Assurément, interrompis-je; c'est la même chose que si vous vous endormiez dans un bateau qui allât sur la rivière : vous vous retrouveriez, à votre réveil, dans la même place et dans la même situation à l'égard de toutes les parties du bateau.

« Oui; mais, répliqua-t-elle, voici une différence : je trouverais à mon réveil le rivage changé, et cela me ferait bien voir que mon bateau aurait changé de place. Mais il n'en va pas de même de la terre

toutes choses comme je les avais laissées. »

j'y retrouve

Non pas, Madame, répondis-je, non pas le rivage est changé aussi. Vous savez qu'au delà de tous les cercles des planètes sont les étoiles fixes; voilà notre rivage. Je suis sur la terre, et la terre décrit un grand cercle autour du soleil. Je regarde au centre de ce cercle, j'y vois le soleil. S'il n'effaçait point les étoiles, en poussant ma vue en ligne droite au delà du soleil, je le verrais nécessairement répondre à quelques étoiles fixes; mais je vois aisément pendant la nuit à quelles étoiles il

a répondu le jour, et c'est exactement la même chose. Si la terre ne changeait point de place sur le cercle où elle est, je verrais toujours le soleil répondre aux mêmes étoiles fixes; mais dès qu'elle change de place, il faut que je le voie répondre à d'autres. C'est là le rivage qui change tous les jours; et comme la terre fait son cercle en un an autour du soleil, je vois le soleil, en l'espace d'une année, répondre successivement à diverses étoiles fixes qui composent un cercle. Ce cercle s'appelle le zodiaque. (Pluralité des mondes.)

HAMILTON.

(1646-1720.)

Antoine, comte de HAMILTON, issu de l'illustre famille des Hamilton d'Écosse, naquit en Irlande. Élevé en France pendant la révolution d'Angleterre, il retourna à Londres sous le règne de Charles II. La révolution de 1688 le força de se réfugier de nouveau en France, et il y passa les trente dernières années de sa vie.

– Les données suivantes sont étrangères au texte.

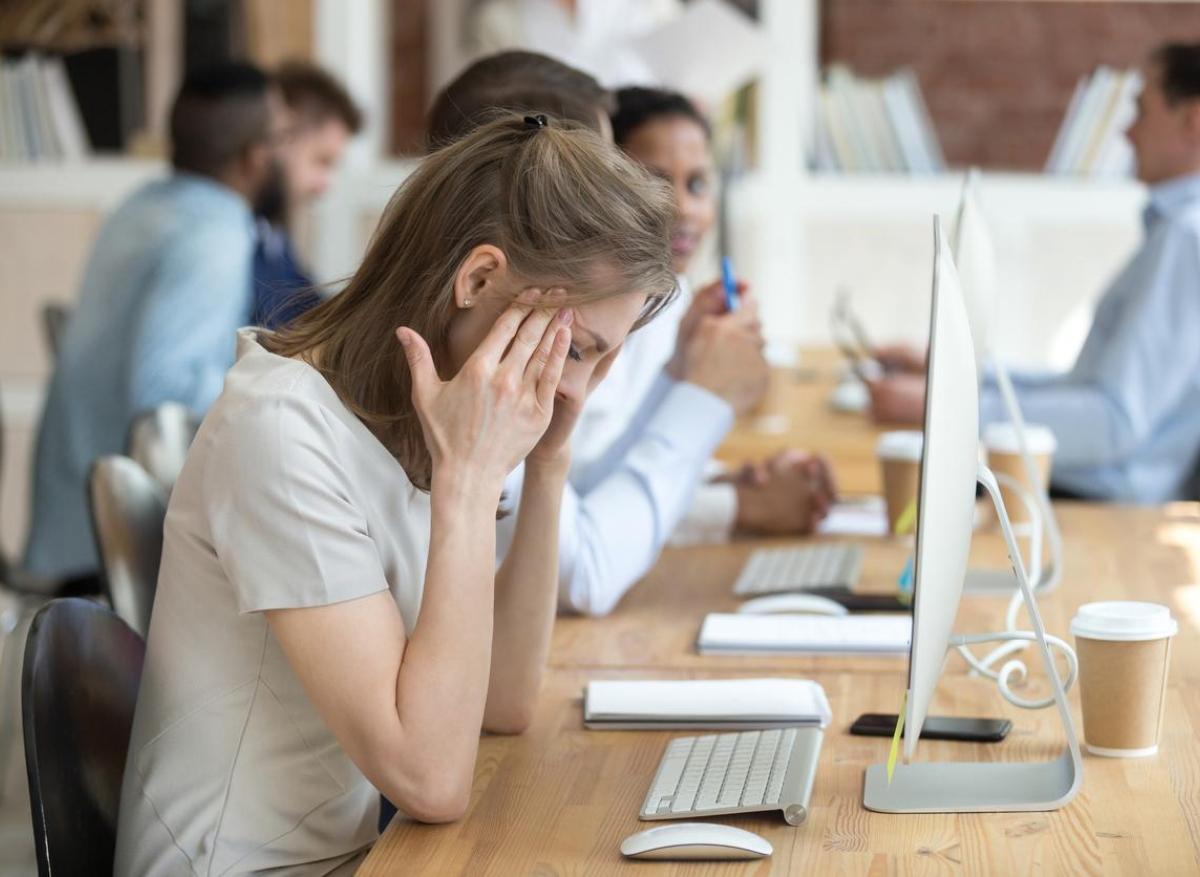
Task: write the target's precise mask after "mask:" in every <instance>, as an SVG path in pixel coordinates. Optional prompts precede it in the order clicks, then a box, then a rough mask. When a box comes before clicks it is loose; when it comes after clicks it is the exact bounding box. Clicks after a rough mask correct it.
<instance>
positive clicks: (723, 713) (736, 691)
mask: <svg viewBox="0 0 1200 877" xmlns="http://www.w3.org/2000/svg"><path fill="white" fill-rule="evenodd" d="M830 719H832V714H830V711H829V701H828V699H826V693H824V689H822V687H821V686H820V685H818V684H817V683H815V681H812V680H810V679H683V680H666V681H659V680H596V681H590V683H588V687H587V691H586V692H584V695H583V723H584V726H586V727H588V728H592V729H593V731H626V729H628V731H635V729H661V728H688V729H709V728H712V729H716V731H750V729H756V728H779V727H794V726H810V727H821V728H823V727H827V726H828V725H829V721H830Z"/></svg>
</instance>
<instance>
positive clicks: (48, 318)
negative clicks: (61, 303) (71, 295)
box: [42, 301, 71, 359]
mask: <svg viewBox="0 0 1200 877" xmlns="http://www.w3.org/2000/svg"><path fill="white" fill-rule="evenodd" d="M68 319H71V306H70V305H64V304H61V302H58V301H48V302H46V304H44V305H42V332H43V335H44V336H46V347H47V349H49V352H50V355H52V356H53V358H54V359H58V358H59V350H61V349H62V336H64V334H65V332H66V331H67V320H68Z"/></svg>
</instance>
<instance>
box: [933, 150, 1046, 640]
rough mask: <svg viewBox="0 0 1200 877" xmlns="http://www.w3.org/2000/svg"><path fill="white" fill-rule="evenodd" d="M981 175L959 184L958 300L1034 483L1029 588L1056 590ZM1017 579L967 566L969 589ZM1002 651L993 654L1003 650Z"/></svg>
mask: <svg viewBox="0 0 1200 877" xmlns="http://www.w3.org/2000/svg"><path fill="white" fill-rule="evenodd" d="M979 186H980V174H979V170H978V169H977V168H972V169H971V170H968V172H967V175H966V178H965V179H964V182H962V196H961V198H960V200H959V210H958V217H956V221H955V226H954V238H953V251H954V264H955V268H956V269H958V276H959V281H960V288H961V290H962V300H964V305H965V307H966V312H967V322H968V323H970V325H971V337H972V341H973V343H974V349H976V358H974V359H976V368H977V371H978V372H979V376H980V378H982V377H983V372H984V368H985V366H989V365H990V366H991V371H992V377H994V378H995V380H996V384H997V388H998V390H1000V394H1001V400H1002V401H1003V403H1004V412H1006V414H1007V416H1008V420H1009V421H1010V422H1012V424H1013V425H1014V426H1015V428H1016V438H1018V447H1019V450H1020V451H1021V457H1022V464H1024V469H1025V477H1026V480H1027V481H1028V483H1031V485H1033V488H1034V489H1033V495H1032V497H1031V500H1032V503H1033V505H1034V506H1036V507H1034V511H1036V512H1037V521H1038V522H1039V523H1040V524H1042V527H1040V529H1037V528H1034V529H1033V530H1032V531H1031V533H1030V559H1031V563H1030V569H1031V570H1033V578H1034V588H1036V589H1037V590H1039V591H1046V590H1050V589H1052V588H1055V587H1056V585H1057V584H1058V582H1060V581H1061V579H1062V569H1063V552H1062V533H1061V530H1060V529H1058V521H1057V518H1056V517H1055V513H1054V509H1052V507H1051V505H1050V497H1049V493H1048V485H1045V483H1043V482H1042V474H1040V470H1039V469H1038V467H1037V463H1036V462H1034V461H1033V457H1032V455H1031V453H1030V452H1028V446H1027V440H1026V431H1025V418H1024V416H1022V414H1021V409H1020V406H1019V403H1018V400H1016V392H1015V390H1014V389H1013V384H1012V379H1010V378H1009V374H1008V370H1007V368H1006V367H1004V364H1003V362H1001V361H1000V358H998V356H996V355H994V353H992V348H991V331H992V314H994V312H995V307H996V290H997V288H998V283H997V259H996V246H995V242H994V240H995V239H994V236H992V233H991V227H990V224H989V223H988V217H986V215H985V214H984V211H983V208H982V205H980V196H979ZM1043 535H1044V536H1045V541H1046V545H1048V547H1049V558H1048V563H1046V565H1045V566H1044V567H1043V566H1042V537H1043ZM1015 585H1016V582H1015V581H1014V578H1013V573H1012V571H1010V570H971V571H970V572H968V575H967V582H966V589H967V591H968V593H972V594H979V593H1003V594H1012V593H1014V589H1015ZM1008 651H1010V649H1003V650H1001V651H1000V653H998V654H1001V655H1002V654H1007V653H1008Z"/></svg>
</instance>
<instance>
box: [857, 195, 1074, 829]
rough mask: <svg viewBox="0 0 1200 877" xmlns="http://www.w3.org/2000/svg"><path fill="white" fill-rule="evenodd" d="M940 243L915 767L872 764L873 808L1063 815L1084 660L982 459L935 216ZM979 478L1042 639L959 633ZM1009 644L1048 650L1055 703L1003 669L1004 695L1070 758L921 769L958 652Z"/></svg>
mask: <svg viewBox="0 0 1200 877" xmlns="http://www.w3.org/2000/svg"><path fill="white" fill-rule="evenodd" d="M934 238H935V244H934V250H935V253H934V296H932V308H931V310H932V314H931V320H930V336H929V337H930V348H929V385H928V390H926V396H925V443H924V451H923V453H922V462H920V482H919V492H918V504H917V553H916V565H914V577H913V627H912V645H911V650H910V654H908V689H907V697H906V701H905V726H904V750H902V753H904V761H902V763H900V764H896V765H895V773H894V775H893V777H892V779H890V781H889V780H888V771H887V765H886V764H874V765H871V767H870V768H868V770H866V775H865V777H864V783H863V804H864V805H865V806H866V807H868V809H869V810H876V811H881V812H896V813H902V812H998V811H1022V810H1054V809H1057V807H1061V806H1063V805H1066V804H1067V803H1068V801H1070V800H1072V798H1074V797H1075V794H1076V793H1078V792H1079V787H1080V785H1081V782H1082V759H1081V757H1080V750H1079V740H1078V737H1076V734H1075V728H1074V726H1073V723H1072V719H1070V711H1069V710H1068V708H1067V698H1066V687H1068V686H1069V685H1070V683H1072V681H1073V679H1074V675H1075V657H1074V653H1073V651H1072V650H1070V648H1069V647H1068V645H1067V644H1066V643H1063V642H1062V641H1061V639H1057V638H1055V637H1048V636H1046V633H1045V629H1044V626H1043V624H1042V617H1040V614H1039V613H1038V608H1037V602H1036V597H1034V594H1033V588H1032V585H1031V584H1030V581H1028V577H1027V576H1026V573H1025V564H1024V561H1022V560H1021V554H1020V551H1019V548H1018V546H1016V540H1015V537H1014V535H1013V530H1012V525H1010V524H1009V521H1008V516H1007V513H1006V511H1004V501H1003V498H1002V497H1001V493H1000V487H998V485H997V482H996V479H995V476H994V475H992V474H991V470H989V469H988V468H986V467H985V465H983V464H980V463H979V461H978V441H979V439H978V430H979V424H978V420H979V419H978V377H977V373H976V368H974V348H973V344H972V340H971V328H970V325H968V322H967V313H966V307H965V305H964V300H962V294H961V290H960V289H959V282H958V275H956V272H955V270H954V263H953V260H952V259H950V256H949V253H948V252H947V246H946V241H944V240H943V236H942V229H941V223H940V221H938V220H937V218H935V220H934ZM977 481H978V482H979V483H982V485H983V486H984V488H985V491H986V493H988V495H989V497H990V498H991V501H992V503H994V505H995V507H996V515H997V517H998V518H1000V522H1001V528H1002V530H1003V534H1004V541H1006V545H1007V547H1008V553H1009V559H1010V560H1012V563H1013V569H1014V572H1015V575H1016V582H1018V584H1019V587H1020V591H1021V595H1022V597H1024V600H1025V606H1026V608H1027V609H1028V615H1030V621H1031V624H1032V626H1033V630H1032V631H1010V632H1006V633H983V635H974V636H953V626H954V619H955V615H956V614H958V607H959V600H960V597H961V596H962V584H964V577H965V575H966V571H967V554H968V552H970V547H971V536H972V518H973V513H972V512H973V507H974V486H976V482H977ZM1001 639H1024V641H1032V642H1036V643H1037V644H1038V649H1039V651H1040V656H1042V661H1043V663H1044V666H1045V669H1046V675H1048V678H1049V681H1050V686H1051V695H1050V697H1048V698H1045V699H1043V701H1036V702H1031V701H1022V699H1021V698H1020V697H1018V696H1015V695H1014V692H1012V691H1010V690H1009V689H1008V687H1007V685H1006V674H1004V673H1001V677H1002V678H1001V691H1002V693H1003V695H1004V697H1006V698H1007V699H1009V701H1010V702H1013V703H1015V704H1018V705H1022V707H1028V708H1040V707H1051V705H1052V707H1056V708H1057V710H1058V715H1060V719H1061V720H1062V723H1063V727H1064V728H1066V732H1067V733H1066V735H1067V745H1066V747H1064V749H1063V751H1062V752H1061V753H1060V755H1058V756H1057V757H1056V758H1055V759H1052V761H1049V762H1016V763H1013V762H995V761H992V762H943V763H931V762H925V763H917V762H913V757H914V756H916V753H917V741H918V739H919V738H920V731H922V727H923V726H924V722H925V716H926V714H928V711H929V705H930V702H931V699H932V697H934V692H935V691H936V689H937V681H938V678H940V677H941V674H942V667H943V665H944V662H946V654H947V650H948V649H949V648H950V647H953V645H962V644H967V643H979V642H995V641H1001ZM1051 644H1054V645H1055V647H1057V648H1060V649H1062V650H1063V653H1064V655H1066V656H1067V661H1068V666H1069V672H1068V678H1067V681H1066V683H1063V681H1061V680H1060V678H1058V674H1057V671H1056V669H1055V665H1054V657H1052V655H1051V653H1050V645H1051ZM1013 663H1015V662H1013Z"/></svg>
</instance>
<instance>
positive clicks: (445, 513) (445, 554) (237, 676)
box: [114, 114, 676, 875]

Hamilton, quoique étranger, s'est placé au rang de nos bons écrivains par ses Mémoires du chevalier de Grammont, son beau-frère. C'est une peinture légère, gracieuse, spirituelle et railleuse de la cour épicurienne et demi-française de Charles II. L'art de raconter les petites choses de manière à les faire valoir y est porté à sa perfection. Le badinage de Hamilton, moins élégant que celui de Voltaire, est peut-être plus exquis et plus agréable. Son style est facile, naturel, d'un tour heureux, quelquefois un peu négligé, délicat sans jamais être précieux. C'est le meilleur style de la conversation,

L'habit du chevalier de Grammont.

La reine d'Angleterre, femme de Charles II, avait imaginé une mascarade où ceux qu'elle nomma pour danser devaient représenter différentes nations. Elle donna du temps pour s'y préparer, et, durant ce temps, on peut croire que les tailleurs, les couturières et les brodeurs ne furent pas sans occupation. Le roi, qui ne cherchait qu'à faire plaisir au chevalier de Grammont, lui demanda s'il voulait être de cette fète : « Sire, lui répondit le chevalier, de toutes les bontés qu'il vous a plu de me témoigner depuis que je suis ici, cette dernière m'est la plus sensible. Et comment vous mettrez-vous pour le bal? lui demanda le prince. Je vous laisse le choix des nations. Si cela est, reprit le chevalier de Grammont, je m'habillerai à la française pour me déguiser; car l'on me fait déjà l'honneur de me prendre pour un Anglais dans votre ville de Londres. Quant à mon costume, je ferai partir demain pour Paris Termes, mon valet de chambre; et si je ne vous montre, à son retour, le plus bel habit que vous ayez encore vu, tenez-moi pour la nation la plus déshonorée de votre mascarade. »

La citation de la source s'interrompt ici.